Results from a small Australian trial have challenged the belief that melatonin is effective against REM‐sleep behaviour disorder (RBD) symptoms in people with Parkinson’s disease.
The findings will come as a setback for management of the condition that causes a loss of muscle atonia during REM sleep, leading to dream enactment behaviours that are frequently injurious to patients and their partners.
Reported to affect 20% to 50% of people with Parkinson’s disease, there are currently few effective treatments available other than clonazepam, which has significant adverse effects.
In a randomised, double‐blind trial (RCT), researchers at the Woolcock Institute of Medical Research, Sydney, recruited 30 patients with Parkinson’s disease and RBD symptoms.
Patients were randomised to either 4mg prolonged‐release melatonin (Circadin) or placebo at bedtime for eight weeks.
The primary outcome was the aggregate of self-reported REM sleep behaviour disorder incidents recorded over weeks 5 to 8 of treatment. When compared to placebo, no differences were seen with melatonin for RBD symptoms (3.4 vs. 3.6 events/week for melatonin and placebo, respectively). Similarly, patients reported no differences in the number of nights per week affected by RBD.

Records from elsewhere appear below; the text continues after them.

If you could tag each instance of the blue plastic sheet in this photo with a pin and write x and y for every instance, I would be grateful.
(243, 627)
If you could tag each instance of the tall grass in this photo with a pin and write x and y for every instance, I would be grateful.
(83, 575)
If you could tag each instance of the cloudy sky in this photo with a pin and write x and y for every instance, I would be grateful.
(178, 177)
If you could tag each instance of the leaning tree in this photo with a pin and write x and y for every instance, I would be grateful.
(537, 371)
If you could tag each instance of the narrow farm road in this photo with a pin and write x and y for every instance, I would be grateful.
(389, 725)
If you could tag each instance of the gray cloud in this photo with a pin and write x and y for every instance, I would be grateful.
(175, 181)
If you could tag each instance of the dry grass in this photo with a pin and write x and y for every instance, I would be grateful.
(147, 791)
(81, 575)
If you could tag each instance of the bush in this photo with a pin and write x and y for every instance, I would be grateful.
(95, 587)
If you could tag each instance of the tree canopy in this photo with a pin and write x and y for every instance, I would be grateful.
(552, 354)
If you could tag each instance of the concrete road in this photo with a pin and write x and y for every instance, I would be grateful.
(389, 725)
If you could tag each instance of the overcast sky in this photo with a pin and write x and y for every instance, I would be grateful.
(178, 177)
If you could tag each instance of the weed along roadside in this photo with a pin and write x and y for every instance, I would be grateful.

The melatonin treatment appeared to be safe and well tolerated, with adverse events of mild headaches, fatigue, and morning sleepiness seen in similar levels in both active and control groups.

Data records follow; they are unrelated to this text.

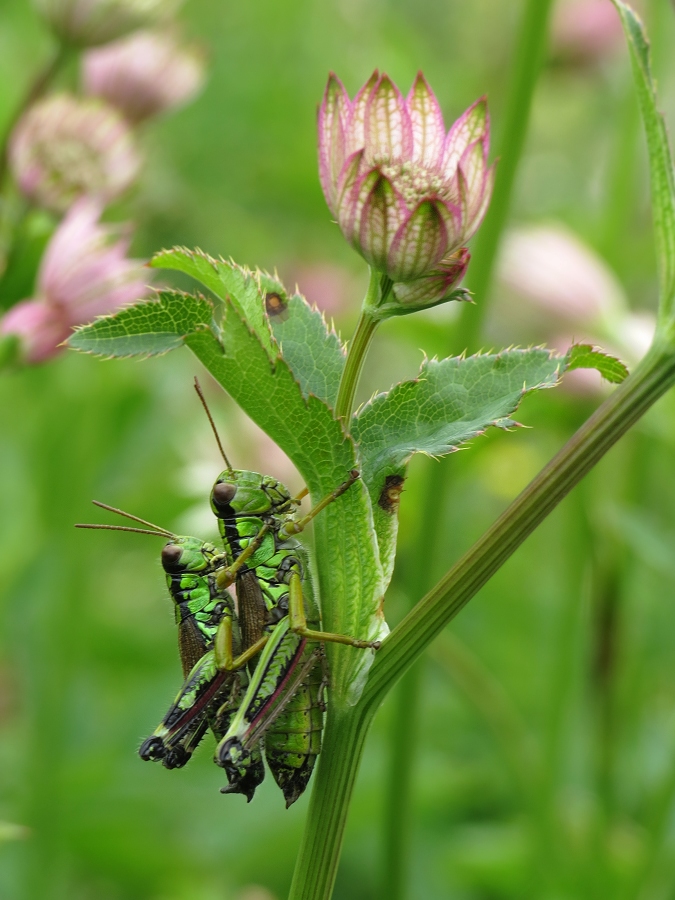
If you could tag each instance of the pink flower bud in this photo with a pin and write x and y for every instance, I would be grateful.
(64, 148)
(90, 22)
(143, 74)
(84, 273)
(406, 195)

Writing in Movement Disorders, the study investigators said melatonin had previously been reported to have efficacy in observational studies and case reports of people with Parkinsons and RBD. However the results were varied, with some patients showing no response to melatonin even at higher doses (25mg) than used in the current prospective trial.
They said the negative findings from the small study did not rule out an effect for melatonin, and some effects on BPD symptoms might have been missed by subjects due to the reliance on self reporting.
“Larger, multicentred RCT’s are still warranted to assess the efficacy of both drugs for reducing RBD. Such trials should plan for observing strong placebo effects when using patient‐reported outcomes,” they concluded.